The resulting pictures were the only known formal photographs of the Kennedys taken between John's election and inauguration. Six of the images appeared in the February 1961 issue of Harper's Bazaar, and then they remained largely unseen. Richard Avedon donated them, among other photographs, to the Smithsonian's National Museum of American History, in 1966. It wasn't until 2007, when Shannon Thomas Perich, an associate curator of the photographic history collection at the Smithsonian's National Museum of American History, published the collection in her book The Kennedys: Portrait of a Family that they were again in the public eye.

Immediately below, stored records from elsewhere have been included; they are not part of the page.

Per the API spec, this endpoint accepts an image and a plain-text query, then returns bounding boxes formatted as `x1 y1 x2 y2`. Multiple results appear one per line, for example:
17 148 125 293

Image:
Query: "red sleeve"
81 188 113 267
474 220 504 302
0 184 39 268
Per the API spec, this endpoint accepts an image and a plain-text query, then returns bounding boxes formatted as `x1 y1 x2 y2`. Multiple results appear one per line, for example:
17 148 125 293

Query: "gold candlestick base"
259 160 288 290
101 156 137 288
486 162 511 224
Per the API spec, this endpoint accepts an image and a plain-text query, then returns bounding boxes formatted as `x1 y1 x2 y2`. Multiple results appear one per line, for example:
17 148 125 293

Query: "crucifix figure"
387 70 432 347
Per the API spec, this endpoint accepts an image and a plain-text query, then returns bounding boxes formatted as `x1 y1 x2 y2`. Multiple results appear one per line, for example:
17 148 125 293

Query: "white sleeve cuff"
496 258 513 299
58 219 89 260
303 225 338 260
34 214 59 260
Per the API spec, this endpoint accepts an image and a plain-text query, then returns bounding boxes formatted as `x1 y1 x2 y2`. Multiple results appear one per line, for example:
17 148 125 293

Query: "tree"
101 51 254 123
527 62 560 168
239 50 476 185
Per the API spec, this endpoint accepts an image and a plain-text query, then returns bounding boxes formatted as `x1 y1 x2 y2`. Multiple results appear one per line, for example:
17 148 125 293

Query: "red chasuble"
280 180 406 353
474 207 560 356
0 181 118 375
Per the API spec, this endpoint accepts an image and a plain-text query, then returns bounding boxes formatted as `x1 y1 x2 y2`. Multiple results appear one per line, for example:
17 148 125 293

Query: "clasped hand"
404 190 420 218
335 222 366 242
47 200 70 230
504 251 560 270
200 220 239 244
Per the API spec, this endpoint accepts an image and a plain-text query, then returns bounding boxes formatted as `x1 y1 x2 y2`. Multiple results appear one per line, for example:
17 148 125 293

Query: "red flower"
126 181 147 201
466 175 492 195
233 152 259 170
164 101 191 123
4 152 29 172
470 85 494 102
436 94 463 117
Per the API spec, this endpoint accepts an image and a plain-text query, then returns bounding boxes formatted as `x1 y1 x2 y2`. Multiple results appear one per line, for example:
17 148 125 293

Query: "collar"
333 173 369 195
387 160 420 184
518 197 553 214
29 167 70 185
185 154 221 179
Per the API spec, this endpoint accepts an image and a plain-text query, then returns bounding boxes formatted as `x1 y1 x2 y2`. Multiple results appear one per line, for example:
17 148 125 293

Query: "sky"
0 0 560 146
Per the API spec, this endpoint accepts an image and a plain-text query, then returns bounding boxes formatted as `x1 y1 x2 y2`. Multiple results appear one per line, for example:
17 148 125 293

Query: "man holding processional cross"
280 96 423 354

Thanks to the Smithsonian Institution Traveling Exhibition Service (SITES), they have since traveled around the country. Now, fifty years after they were taken, the portraits have returned to the American History Museum, where they are on display through February 28.
View a photo gallery of more of these images
The exhibition has an intimate feel to it, which is amplified by its inclusion of contact sheets of the unedited, outtakes of Avedon's work that day. One particular sheet shows 12 photos, some of John alone and others with Jackie, that allude to the surrounding commotion. The president-elect is laughing in a couple. In another, his eyes are closed, and a few of the couple appear as though they are in mid-conversation. Yet, these more informal portraits stand in contrast to a seated image of John and Jackie, both fully attentive to the camera, hanging nearby. (This portrait, above left, graces the cover of Perich's book.)
Avedon, who photographed famous cultural figures, performers, writers and leaders from the 1950s to his death in 2004, was at the peak of his career at the time. The focus Avedon was able to capture in John and Jackie's faces in the portrait above, despite all the action bustling around them, is testament to his craft.
"The white, or gray, background hides the details of the house that would compete for visual attention. There is no surrounding context to provide visual clues as to how one should interpret the photograph, so this forces the viewer's attention to the sitter," says Perich. "Avedon further controls this pairing down of visual information by printing in a graphic, contrasty way. There are few middle-tone grays, creating stark blacks and whites. The printing places bright emphasis on their hands and faces." (Avedon's editing becomes even more clear when the negative and the final print are compared side-by-side in the exhibition.)
Perich says that Avedon's intent was to create photographs that didn't just flatter the president-elect, but also revealed some deeper insight into what might make him a worthy president. However, in a 1961 Newsweek article, Avedon admits that that all-telling photograph eluded him. "What his photographs do reveal," adds Perich, "is how much enjoyed being with Caroline; it's easy to see the joy in his face."
The gallery space itself—situated between the American History Museum's exhibition, "Communities in a Changing Nation" and the "First Ladies" exhibition—provides some notable context, says Perich. Thoughts of civil rights, more specifically Kennedy's push for the Civil Rights Act of 1964, may linger with visitors as they exit the preceding exhibition, and encounter the photograph of John holding his three-year-old daughter Caroline in his lap. In the next gallery, you can hear the recording of Michelle Obama talking about Jackie Kennedy's grace and style, while admiring the image of Jackie cradling the 5 1/2 week-old John Jr.
"For here is this beautiful, intriguing, dynamic family, and we know what's going to happen to them," says Perich. "Thoughts about Jackie's time as First Lady and Kennedy's political career swirl around to create a moment that puts them into a historical context and explains why they continue to be relevant."